Former Vice President Kamala Harris made waves in Southern California last week — not for her policy proposals or leadership record, but for finally going on the attack against President Trump. The former 2024 Democrat nominee took the stage at the Leading Women Defined Summit in Orange County and called out what she called “unconstitutional threats” from the Trump administration, warning of a rising “fear” in the country.

That alone was enough to send her Hollywood backers into a frenzy.

“About damn time,” one anonymous Democrat mega-donor told Deadline after the speech, blasting Harris and other prominent Dems like Barack Obama for sitting on the sidelines too long while Trump’s agenda surged ahead.

Harris’s appearance came after weeks of media speculation about her future — would she make a political comeback in 2028 or retreat back to California and run for governor when Gavin Newsom steps aside?
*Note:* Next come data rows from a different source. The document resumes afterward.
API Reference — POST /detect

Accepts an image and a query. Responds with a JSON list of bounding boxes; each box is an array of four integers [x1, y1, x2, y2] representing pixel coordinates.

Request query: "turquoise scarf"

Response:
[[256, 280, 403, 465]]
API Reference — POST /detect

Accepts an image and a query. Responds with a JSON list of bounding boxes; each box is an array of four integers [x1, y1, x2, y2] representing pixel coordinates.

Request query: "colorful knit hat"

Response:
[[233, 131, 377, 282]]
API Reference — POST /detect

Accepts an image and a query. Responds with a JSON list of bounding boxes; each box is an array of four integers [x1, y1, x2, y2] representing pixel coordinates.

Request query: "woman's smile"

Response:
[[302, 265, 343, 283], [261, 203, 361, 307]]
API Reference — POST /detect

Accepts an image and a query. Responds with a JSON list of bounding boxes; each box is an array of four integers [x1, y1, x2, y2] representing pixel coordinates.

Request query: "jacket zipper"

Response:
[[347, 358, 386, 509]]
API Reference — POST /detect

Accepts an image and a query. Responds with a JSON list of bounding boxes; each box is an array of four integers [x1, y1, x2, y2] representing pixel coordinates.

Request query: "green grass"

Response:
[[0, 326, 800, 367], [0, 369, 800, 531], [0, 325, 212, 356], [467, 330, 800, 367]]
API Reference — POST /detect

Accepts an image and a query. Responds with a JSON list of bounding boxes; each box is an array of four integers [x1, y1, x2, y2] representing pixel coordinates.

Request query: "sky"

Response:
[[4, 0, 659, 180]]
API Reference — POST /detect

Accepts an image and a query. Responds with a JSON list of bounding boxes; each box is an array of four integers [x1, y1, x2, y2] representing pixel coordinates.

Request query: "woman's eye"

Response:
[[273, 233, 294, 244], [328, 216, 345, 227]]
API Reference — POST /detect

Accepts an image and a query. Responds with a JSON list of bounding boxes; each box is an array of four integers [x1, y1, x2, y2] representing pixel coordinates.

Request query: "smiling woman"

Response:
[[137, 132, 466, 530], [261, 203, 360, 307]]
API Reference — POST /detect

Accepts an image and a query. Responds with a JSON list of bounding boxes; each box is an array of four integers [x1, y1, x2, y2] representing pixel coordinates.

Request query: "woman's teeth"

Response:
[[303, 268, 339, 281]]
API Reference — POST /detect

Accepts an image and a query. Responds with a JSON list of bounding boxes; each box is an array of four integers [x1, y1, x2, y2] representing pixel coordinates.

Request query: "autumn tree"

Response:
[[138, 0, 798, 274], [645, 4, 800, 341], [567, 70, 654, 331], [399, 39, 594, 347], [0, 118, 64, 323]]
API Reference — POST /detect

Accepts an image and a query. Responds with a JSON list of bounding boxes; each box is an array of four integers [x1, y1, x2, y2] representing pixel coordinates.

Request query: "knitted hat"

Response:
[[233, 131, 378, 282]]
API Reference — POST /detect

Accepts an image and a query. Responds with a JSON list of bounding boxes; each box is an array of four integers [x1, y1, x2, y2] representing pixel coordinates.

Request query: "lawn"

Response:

While Harris recently played coy on any gubernatorial ambitions, her sudden reemergence with pointed rhetoric suggests she’s eager to reinsert herself into national politics.

“There is a sense of fear that has been taking hold in our country,” Harris told the crowd. “We are seeing people stay quiet… organizations stay quiet… those who are capitulating to clearly unconstitutional threats.”

But one Democratic donor insisted the crowd’s reaction wasn’t just about Trump — it was about desperation. “We’ve been feeling disillusioned,” the donor said, “but now that Trump’s Project 2025 measures are hitting Americans hard, maybe the tide is turning.”

Another added, “More of that. More Cory Booker. More Harris. More Bernie. Finally, someone’s fighting back!”

Of course, not everyone in Tinseltown was impressed. One unnamed producer reportedly dismissed the speech altogether, saying “no one wants to hear from her” and that Harris should “just go away.”

While Harris’s remarks may have electrified the glitterati in the room, the broader electorate is less enamored. Since her crushing defeat to Trump in 2024, Harris has stayed mostly under the radar, her political brand battered by failed messaging, a lack of grassroots energy, and a lingering sense that she was handed the VP job more for identity than for competence.

Even now, as she calls for courage and frames herself as a fighter for democracy, her party is deeply fractured, scrambling for direction in the wake of Trump’s second-term resurgence. Her attacks may win her renewed adoration from the cocktail circuit, but they don’t solve the Democrat Party’s ongoing leadership vacuum or repair its trust gap with working-class voters.

If anything, Harris’s new fiery tone only underscores how out-of-touch the elite donor class has become. Their calls for “more Booker, more Bernie, more Kamala” signal that their solution to Trump is… the same cast of characters who already lost.

But don’t expect Hollywood to change course anytime soon. For now, they’re back to writing checks and cheering anyone willing to throw a punch at Trump — even if that person is the very face of their party’s collapse just a few months ago.